= Yvonne Kapp =

British writer and political activist (1903–1999)

Kapp from the cover of Time Will Tell

Yvonne Helene Kapp (17 April 1903 – 22 June 1999) was a British writer and political activist. Kapp also wrote under the name Yvonne Cloud.

==Biography==
Yvonne Hélène Mayer was born on 17 April 1903 at 170 Tulse Hill, London, into a Jewish immigrant family, daughter of prosperous vanilla merchant Max Alfred Mayer (1871–1948) and his wife Clarisse Fanny Bielefeld (1878–1960).
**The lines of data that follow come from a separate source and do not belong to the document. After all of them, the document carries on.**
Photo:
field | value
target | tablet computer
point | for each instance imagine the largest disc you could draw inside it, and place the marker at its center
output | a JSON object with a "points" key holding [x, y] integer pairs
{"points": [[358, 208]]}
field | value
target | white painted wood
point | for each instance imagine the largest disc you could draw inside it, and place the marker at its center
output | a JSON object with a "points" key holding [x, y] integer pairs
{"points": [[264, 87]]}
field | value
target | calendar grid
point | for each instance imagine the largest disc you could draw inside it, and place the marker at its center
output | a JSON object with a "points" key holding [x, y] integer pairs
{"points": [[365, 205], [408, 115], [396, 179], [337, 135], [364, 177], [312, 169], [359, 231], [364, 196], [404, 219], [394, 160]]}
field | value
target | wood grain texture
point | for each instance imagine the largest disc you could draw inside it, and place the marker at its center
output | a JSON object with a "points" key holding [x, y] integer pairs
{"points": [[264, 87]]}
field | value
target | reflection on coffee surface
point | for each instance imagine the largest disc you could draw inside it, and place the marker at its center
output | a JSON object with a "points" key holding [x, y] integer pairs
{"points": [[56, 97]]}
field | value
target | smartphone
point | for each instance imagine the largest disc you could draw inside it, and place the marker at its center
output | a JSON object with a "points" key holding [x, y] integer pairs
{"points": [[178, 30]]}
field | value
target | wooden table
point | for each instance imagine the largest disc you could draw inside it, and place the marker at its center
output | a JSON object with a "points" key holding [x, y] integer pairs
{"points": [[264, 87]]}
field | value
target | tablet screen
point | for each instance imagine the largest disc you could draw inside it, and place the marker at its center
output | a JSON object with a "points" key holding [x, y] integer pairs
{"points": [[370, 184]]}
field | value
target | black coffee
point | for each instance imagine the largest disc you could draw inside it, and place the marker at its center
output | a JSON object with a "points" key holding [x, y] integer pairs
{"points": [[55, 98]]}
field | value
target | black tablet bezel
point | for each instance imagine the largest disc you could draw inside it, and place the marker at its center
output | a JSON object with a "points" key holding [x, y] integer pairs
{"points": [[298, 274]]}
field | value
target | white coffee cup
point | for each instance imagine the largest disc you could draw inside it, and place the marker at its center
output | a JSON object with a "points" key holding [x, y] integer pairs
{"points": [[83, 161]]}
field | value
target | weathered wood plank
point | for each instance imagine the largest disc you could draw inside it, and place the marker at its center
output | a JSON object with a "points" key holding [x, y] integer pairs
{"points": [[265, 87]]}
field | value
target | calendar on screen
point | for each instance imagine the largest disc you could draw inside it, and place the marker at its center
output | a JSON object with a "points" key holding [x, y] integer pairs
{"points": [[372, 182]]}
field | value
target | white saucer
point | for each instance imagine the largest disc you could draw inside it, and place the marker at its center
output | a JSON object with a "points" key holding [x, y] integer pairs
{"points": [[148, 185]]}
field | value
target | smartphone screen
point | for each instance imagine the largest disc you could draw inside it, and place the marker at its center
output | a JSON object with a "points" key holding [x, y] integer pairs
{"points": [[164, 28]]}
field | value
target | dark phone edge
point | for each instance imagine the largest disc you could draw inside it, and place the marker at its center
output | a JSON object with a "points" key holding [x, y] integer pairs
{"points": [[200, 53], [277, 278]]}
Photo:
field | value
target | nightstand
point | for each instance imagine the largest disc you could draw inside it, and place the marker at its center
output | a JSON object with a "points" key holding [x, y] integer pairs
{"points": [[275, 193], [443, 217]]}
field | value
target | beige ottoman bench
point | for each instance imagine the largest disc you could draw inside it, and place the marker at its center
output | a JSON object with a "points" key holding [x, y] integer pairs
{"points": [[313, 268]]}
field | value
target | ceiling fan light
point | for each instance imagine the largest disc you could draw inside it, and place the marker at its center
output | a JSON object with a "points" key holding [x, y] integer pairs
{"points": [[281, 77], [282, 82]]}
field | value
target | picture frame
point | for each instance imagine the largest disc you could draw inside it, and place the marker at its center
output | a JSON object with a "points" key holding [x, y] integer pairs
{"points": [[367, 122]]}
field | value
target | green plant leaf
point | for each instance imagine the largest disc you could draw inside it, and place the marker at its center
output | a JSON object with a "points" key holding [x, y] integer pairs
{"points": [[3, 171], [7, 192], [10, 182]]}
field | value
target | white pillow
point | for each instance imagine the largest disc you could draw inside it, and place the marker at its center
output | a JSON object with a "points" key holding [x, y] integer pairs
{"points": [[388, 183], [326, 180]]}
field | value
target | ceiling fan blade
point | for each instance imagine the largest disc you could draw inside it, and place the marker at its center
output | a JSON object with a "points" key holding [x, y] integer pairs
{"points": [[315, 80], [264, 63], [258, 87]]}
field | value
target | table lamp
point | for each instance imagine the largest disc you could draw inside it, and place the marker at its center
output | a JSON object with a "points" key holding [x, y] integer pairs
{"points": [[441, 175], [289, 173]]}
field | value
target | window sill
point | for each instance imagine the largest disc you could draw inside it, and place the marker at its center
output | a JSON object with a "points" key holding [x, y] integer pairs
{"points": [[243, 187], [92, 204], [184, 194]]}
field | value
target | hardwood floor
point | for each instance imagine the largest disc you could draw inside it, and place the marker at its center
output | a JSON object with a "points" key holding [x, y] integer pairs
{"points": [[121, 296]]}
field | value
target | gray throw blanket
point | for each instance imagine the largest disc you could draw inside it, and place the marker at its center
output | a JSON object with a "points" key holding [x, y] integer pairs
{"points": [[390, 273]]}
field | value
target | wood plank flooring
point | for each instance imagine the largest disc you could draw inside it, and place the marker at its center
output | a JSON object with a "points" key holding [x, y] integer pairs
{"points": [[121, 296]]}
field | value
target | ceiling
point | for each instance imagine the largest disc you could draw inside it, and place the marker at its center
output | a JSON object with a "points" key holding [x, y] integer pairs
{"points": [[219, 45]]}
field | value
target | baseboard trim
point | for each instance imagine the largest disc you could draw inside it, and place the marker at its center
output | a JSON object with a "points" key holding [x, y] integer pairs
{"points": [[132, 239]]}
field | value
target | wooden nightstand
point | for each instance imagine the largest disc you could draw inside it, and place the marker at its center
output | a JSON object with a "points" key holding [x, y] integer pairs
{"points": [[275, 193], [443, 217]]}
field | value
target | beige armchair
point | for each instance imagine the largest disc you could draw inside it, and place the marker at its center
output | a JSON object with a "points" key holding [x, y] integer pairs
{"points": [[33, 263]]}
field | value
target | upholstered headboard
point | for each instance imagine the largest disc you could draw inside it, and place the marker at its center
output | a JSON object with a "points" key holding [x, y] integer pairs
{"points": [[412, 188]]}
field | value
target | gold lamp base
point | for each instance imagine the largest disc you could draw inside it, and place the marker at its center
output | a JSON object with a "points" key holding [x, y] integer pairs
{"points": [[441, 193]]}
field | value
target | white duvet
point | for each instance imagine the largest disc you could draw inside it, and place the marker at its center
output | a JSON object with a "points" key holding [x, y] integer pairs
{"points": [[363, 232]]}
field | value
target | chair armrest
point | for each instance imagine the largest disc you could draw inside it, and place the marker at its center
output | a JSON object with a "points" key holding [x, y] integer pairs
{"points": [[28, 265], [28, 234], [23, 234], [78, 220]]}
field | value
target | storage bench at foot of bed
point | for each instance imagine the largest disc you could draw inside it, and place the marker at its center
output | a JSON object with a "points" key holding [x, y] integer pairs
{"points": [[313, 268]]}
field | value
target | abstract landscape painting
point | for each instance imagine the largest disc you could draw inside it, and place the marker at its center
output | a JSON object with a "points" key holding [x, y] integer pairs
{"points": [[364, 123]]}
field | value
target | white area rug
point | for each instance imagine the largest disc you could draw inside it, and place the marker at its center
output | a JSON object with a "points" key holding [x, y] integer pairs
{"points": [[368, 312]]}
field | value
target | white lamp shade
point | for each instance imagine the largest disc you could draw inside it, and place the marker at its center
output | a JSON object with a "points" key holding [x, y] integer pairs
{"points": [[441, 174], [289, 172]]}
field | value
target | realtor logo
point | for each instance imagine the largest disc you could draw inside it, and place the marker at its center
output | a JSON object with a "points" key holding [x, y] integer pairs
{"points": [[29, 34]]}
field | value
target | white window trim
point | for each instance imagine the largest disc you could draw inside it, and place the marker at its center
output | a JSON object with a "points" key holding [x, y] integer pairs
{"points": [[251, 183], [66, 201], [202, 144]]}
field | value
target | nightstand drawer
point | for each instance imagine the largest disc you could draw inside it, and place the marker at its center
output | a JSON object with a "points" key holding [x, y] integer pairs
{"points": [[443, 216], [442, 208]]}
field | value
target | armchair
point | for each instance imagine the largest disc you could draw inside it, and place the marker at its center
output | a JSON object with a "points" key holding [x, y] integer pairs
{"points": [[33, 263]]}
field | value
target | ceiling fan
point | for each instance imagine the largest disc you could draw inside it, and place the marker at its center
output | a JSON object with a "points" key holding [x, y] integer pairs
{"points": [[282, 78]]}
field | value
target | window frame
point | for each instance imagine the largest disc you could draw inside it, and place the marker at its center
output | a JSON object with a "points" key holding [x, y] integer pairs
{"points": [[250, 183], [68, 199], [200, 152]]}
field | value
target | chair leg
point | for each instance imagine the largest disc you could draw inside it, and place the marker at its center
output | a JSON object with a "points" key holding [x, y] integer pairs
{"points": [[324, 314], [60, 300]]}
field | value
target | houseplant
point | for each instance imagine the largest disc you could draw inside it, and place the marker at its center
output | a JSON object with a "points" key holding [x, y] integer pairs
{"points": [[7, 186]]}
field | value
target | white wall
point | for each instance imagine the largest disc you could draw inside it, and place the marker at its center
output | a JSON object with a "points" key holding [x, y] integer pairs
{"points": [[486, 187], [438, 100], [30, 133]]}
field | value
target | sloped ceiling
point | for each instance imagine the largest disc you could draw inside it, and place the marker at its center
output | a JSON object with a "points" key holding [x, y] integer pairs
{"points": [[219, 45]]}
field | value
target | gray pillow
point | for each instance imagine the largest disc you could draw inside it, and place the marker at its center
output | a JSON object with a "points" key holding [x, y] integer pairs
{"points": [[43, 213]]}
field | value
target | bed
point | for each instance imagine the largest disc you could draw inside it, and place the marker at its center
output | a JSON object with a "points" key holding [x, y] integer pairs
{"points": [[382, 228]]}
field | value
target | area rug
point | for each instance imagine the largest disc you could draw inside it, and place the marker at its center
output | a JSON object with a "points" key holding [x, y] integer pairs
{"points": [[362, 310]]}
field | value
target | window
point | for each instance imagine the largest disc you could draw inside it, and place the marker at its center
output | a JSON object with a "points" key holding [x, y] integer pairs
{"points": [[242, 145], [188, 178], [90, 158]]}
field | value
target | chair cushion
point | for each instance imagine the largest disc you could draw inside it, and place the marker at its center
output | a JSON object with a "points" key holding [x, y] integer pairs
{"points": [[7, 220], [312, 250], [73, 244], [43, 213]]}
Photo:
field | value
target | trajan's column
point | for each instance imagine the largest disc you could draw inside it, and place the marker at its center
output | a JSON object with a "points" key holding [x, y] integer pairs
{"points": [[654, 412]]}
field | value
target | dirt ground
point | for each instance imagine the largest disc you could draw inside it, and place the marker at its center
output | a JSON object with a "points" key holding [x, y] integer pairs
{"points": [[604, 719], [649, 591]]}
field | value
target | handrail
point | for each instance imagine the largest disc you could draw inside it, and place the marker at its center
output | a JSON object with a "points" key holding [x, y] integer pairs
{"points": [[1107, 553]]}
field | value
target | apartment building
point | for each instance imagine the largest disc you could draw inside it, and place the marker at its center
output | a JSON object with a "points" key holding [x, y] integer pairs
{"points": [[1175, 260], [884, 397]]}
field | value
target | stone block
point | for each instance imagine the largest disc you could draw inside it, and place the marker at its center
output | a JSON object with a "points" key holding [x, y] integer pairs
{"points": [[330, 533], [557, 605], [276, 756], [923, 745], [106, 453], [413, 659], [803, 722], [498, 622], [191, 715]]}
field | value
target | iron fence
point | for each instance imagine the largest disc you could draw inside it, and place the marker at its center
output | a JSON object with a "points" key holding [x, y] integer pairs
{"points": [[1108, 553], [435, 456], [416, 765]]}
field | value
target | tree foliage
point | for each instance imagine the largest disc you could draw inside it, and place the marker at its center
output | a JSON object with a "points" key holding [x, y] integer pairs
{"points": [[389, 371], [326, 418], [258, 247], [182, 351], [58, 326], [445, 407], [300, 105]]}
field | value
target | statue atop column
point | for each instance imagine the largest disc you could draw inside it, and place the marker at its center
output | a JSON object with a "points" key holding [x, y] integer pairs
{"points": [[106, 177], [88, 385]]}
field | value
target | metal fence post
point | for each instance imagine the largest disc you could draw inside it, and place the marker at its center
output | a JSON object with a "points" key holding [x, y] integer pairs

She started work with a brief stint on the Evening Standard and moved on to the Sunday Times. She joined the Communist Party of Great Britain and visited the USSR. She worked on behalf of Jewish and Basque refugees. She was married to Edmund Kapp from 1922 to 1930.

In 1932, Kapp wrote a novel, Nobody Asked You, under the pseudonym Yvonne Cloud. The novel was initially rejected by publishers because it dealt with the theme of lesbianism. Kapp then self-published the novel, which was a commercial success.

In 1938 she was co-author, with Margaret Mynatt, of British Policy and the Refugees, not published until 1968.

From 1941 to 1947 worked for the Amalgamated Engineering Union as a research officer. Subsequently, she worked for the Medical Research Council, and later as a translator, and writing her magnum opus, a life of Eleanor Marx.

She died on 22 June 1999.

==Bibliography==
- Nobody Asked You (as Yvonne Cloud), 1932
- British Policy and the Refugees, 1968 (with Margaret Mynatt).
- Eleanor Marx, 2 vols, Lawrence & Wishart, 1972–6.
- Time Will Tell, Verso, 2003 (posthumous).

Kapp also co-translated a volume of Bertold Brecht's short stories.
- 1983. Short Stories: 1921–1946. Ed. John Willett and Ralph Manheim. Trans. Yvonne Kapp, Hugh Rorrison and Antony Tatlow. London and New York: Methuen. ISBN 0-413-52890-1.